The site’s current M3-1 zoning — which is for areas with heavy industries such as solid waste transfer facilities and recycling plants, which create noise or traffic and are usually located near the waterfront, buffered from residential areas — does not permit some of the project’s proposed uses. The rezoning application is seeking an M2-4 designation, where the maximum base height can reach up to 85 feet.
According to the Environmental Impact Statement for the proposed rezoning, the applicants also want to create a “Special Sunset Park Innovation District” where research, development, design to engineering and manufacturing of a product could happen under one roof, a goal in line with the de Blasio administration’s 2015 Industrial Action Plan.
Overall, the Industry City rezoning proposal would use a large portion of the site’s existing campus, an estimated 5.3 million gross square feet of development, adding 1.46 million gross square feet in new construction or improvements of existing structures.

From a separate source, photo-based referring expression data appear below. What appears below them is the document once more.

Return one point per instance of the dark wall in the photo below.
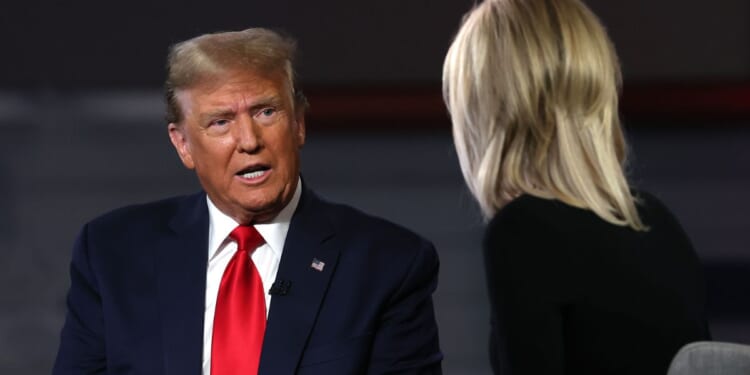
(79, 44)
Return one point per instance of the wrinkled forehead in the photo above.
(235, 90)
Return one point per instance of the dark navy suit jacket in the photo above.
(137, 295)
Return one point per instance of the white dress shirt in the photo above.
(221, 249)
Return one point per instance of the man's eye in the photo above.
(267, 112)
(220, 122)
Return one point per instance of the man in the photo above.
(257, 274)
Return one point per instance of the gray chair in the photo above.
(711, 358)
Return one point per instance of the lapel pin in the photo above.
(317, 265)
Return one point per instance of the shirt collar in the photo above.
(274, 232)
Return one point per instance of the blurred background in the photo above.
(82, 132)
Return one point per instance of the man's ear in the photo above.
(300, 131)
(181, 144)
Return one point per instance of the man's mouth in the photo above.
(253, 172)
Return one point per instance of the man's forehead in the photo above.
(240, 86)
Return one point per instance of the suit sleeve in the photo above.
(82, 346)
(525, 288)
(406, 341)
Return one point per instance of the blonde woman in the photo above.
(586, 275)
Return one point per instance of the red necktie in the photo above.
(240, 318)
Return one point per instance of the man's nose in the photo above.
(247, 135)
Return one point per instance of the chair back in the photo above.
(711, 358)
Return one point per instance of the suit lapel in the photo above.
(181, 270)
(293, 315)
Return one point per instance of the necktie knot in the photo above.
(247, 238)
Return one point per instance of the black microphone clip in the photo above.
(280, 288)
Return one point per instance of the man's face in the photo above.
(242, 136)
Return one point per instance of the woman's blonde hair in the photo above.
(532, 89)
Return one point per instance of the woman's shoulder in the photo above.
(528, 219)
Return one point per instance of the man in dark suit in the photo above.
(256, 274)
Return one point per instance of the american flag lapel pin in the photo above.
(317, 264)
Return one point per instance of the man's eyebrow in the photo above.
(273, 100)
(219, 112)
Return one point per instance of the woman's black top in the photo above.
(573, 294)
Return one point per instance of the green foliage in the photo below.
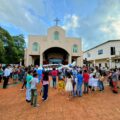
(11, 47)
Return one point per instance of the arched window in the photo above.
(35, 46)
(56, 35)
(75, 48)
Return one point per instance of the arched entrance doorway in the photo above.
(55, 55)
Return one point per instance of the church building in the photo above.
(54, 48)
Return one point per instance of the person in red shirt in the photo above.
(86, 80)
(54, 74)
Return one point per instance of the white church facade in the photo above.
(54, 48)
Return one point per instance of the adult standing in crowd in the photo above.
(6, 76)
(86, 80)
(54, 74)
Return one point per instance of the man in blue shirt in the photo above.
(79, 83)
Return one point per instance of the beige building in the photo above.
(55, 48)
(104, 55)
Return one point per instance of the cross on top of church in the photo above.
(56, 21)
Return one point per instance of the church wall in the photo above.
(46, 42)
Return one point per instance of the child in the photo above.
(15, 75)
(45, 82)
(28, 86)
(34, 82)
(69, 86)
(94, 83)
(61, 85)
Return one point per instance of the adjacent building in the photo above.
(54, 48)
(106, 54)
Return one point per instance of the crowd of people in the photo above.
(73, 80)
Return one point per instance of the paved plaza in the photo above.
(94, 106)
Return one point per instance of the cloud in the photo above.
(23, 14)
(93, 21)
(71, 24)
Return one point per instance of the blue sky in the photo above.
(94, 21)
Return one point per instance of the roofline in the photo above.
(101, 44)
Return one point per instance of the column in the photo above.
(41, 59)
(70, 59)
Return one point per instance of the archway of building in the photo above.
(55, 55)
(35, 59)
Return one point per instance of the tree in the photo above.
(11, 47)
(2, 52)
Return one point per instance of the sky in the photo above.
(93, 21)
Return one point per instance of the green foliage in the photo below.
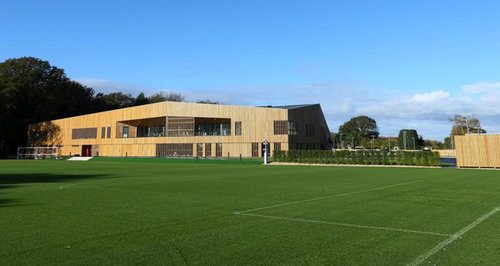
(413, 140)
(363, 157)
(183, 212)
(358, 129)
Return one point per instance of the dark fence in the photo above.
(363, 157)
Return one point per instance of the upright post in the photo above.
(265, 152)
(404, 140)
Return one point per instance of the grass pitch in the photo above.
(157, 211)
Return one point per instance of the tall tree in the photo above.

The entire project would total an estimated 6.6 million gross square feet and would include some combination of manufacturing, commercial, retail, hospitality, academic and other community facility uses, according to the Department of City Planning. The proposal would rezone 30 acres and create the special district for three new buildings, as well as what Industry City promises will be a pedestrian-friendly environment for ground use. It would also demap 40th Street between 1st and 2nd avenues.
2 thoughts on “City Planning Commission Approves Controversial Industry City Rezoning Plan”
Has anyone looked into the “commitments” that other developers have made and then did not follow through with. Look at Atlantic Yards promises of jobs and Community Benefits Agreements and “affordable” housing. None of them were fulfilled. After receiving huge subsidies to Forest City Ratner the property was sold to a Chinese Government and a Russian Oligarch bought the Nets and the arena.
Never trust the promises of a developer. They are never held accountable.
What you must have is accountable public officials. Of course, with term limits they are history when the bill comes due.